The several States leaders were either bribed or seduced into this new policy in 1939 when Roosevelted promised federal grants-in-aid. Federal Revenue Sharing (31 U.S.C. ( 6700 et seq.), the modern version of the grants-in-aid program. In return, the states were to agree to uphold and maintain the pledge of life, labor and property of their respective citizenry as surety for the debts and other obligations to the Federal government. State politicians gladly complied, seeomg this as an opportunity to increase their own political power, while kicking the can down to the next generation of office holders, to worry how to fix the long term consequences of their acts.
In May of 1933 Congressman Louis T. McFadden, brought formal charges against the Board of Governors of the Federal Reserve Bank system, the Comptroller of the Currency and the Secretary of the United States Treasury for numerous criminal acts, including but not limited to, CONSPIRACY, FRAUD, UNLAWFUL CONVERSION, AND TREASON. The petition for Articles of Impeachment was thereafter referred to the Judiciary Committee, and has yet to be acted upon. ( Congressional Record, May 23, 1933, pp. 4055-4058.)

These individuals fraudulently, knowingly and willfully swore an Oath to uphold, defend and preserve the Constitutioon of the United States, which preserves the sovereignty of the Nation and the several Republican States of the Union, therefore violating their solemn duty and honor to protect the People/Citizens and their Posterity from fraud, imposition, avarice and any malichious encroachments. (See: Atkins et al. vs. U.S., 556 F.2d 1028, pg. 1072, 1074, The Tempting Of America, supra, pgs. 155 - 159, also see, 5 U.S.C.A. 5305 & 5335, Senate Report No. 93-549, pgs. 69 - 71, C.R.S. 24-75-101) These basic principles appear be too high a thought concept for our judges, legislators, and public servants, just as "Due Process", "Just Compensation" and "Justice". Honor is earned by honesty and integrity, It is never inherited nor awarded throuh false or fraudulent pretenses. The persons affilitation to a party will not cover-up the usurpations, lies, trickery and deceptions that has occured. Principles such as "Fraud and Justice never dwell together" (Wingate's Maxims 680); "A right of action cannot arise out of fraud." (Broom's maxims 297, 729; Cowper's Reports 343; 5 Scott's New Reports 558; 10 Mass. 276; 38 Fed. 800)

If "public officials" represent the people under the Constitution, then they can only collect, use, and be paid in Constitutional money, (gold and silver). And they can only operate at common law in all criminal matters except for Maritime contracts. Federal Reserve Banks are private banks. For proof all one has to do is compare the government and private pages of the telephone book to see where the Federal Reserve Banks are listed.

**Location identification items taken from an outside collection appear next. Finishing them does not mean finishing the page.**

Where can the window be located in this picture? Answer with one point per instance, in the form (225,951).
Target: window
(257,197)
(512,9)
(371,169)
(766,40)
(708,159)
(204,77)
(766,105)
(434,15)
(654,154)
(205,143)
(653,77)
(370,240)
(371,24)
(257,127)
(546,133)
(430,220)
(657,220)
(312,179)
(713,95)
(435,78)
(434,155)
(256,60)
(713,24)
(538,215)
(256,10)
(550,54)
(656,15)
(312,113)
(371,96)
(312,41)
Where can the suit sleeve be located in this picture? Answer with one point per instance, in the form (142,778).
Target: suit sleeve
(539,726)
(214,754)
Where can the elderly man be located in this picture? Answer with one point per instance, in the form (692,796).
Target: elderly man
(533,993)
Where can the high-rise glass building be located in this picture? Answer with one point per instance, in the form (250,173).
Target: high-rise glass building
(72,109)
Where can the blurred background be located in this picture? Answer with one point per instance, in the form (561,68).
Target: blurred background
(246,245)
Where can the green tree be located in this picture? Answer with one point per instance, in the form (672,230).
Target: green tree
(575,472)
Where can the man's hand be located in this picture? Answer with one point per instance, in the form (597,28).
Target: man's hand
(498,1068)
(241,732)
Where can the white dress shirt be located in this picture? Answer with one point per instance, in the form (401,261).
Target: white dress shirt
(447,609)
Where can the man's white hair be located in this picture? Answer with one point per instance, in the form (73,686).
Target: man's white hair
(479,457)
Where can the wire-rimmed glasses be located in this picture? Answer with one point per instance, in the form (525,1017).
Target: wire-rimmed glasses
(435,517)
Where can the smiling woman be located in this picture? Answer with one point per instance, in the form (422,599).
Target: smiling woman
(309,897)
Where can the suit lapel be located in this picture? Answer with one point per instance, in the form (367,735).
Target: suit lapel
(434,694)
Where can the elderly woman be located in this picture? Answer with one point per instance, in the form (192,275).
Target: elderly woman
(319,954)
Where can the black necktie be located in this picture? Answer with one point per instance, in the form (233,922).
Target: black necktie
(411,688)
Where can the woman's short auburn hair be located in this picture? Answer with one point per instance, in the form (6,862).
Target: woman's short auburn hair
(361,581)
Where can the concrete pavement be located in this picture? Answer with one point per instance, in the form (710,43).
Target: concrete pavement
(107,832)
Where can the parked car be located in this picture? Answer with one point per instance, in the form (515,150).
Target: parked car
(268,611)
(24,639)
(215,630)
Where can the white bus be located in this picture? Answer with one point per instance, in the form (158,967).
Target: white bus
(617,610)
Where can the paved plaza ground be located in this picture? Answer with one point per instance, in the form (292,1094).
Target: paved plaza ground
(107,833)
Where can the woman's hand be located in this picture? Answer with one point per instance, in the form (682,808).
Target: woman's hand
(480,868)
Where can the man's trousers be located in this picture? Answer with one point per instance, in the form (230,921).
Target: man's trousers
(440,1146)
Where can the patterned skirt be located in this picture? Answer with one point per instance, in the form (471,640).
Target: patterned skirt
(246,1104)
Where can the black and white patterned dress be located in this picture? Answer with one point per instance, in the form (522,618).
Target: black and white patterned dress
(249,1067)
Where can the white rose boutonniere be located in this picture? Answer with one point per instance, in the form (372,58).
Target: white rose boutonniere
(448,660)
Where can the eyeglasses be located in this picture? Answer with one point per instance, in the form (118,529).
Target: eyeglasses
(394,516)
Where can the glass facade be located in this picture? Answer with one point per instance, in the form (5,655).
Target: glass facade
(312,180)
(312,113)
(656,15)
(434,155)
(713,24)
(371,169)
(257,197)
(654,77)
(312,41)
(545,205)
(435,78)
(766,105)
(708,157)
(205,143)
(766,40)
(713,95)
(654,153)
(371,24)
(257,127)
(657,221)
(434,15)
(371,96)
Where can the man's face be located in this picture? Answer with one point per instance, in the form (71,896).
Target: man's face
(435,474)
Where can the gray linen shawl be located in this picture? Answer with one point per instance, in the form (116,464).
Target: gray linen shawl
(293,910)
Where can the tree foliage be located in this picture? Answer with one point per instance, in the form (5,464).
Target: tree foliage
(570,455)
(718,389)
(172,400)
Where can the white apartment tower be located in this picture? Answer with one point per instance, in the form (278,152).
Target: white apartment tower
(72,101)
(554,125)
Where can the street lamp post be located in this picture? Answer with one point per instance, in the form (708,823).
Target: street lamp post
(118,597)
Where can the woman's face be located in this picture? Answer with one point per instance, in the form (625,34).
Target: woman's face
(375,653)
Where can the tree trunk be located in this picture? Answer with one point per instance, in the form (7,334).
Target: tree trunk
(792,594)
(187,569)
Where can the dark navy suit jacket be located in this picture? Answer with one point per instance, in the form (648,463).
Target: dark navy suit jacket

When "public officials" use Federal Reserve "Notes," or funds reducible only to Federal Reserve "Notes" in public business, they are using non-redeemable, dishonored, impaired, depreciated, interagency, international bills of debt/credit, and have to be operating a de facto government, which is treason to their oaths of office. Also violating their agency obligations to the sovereign people, for foreign principals.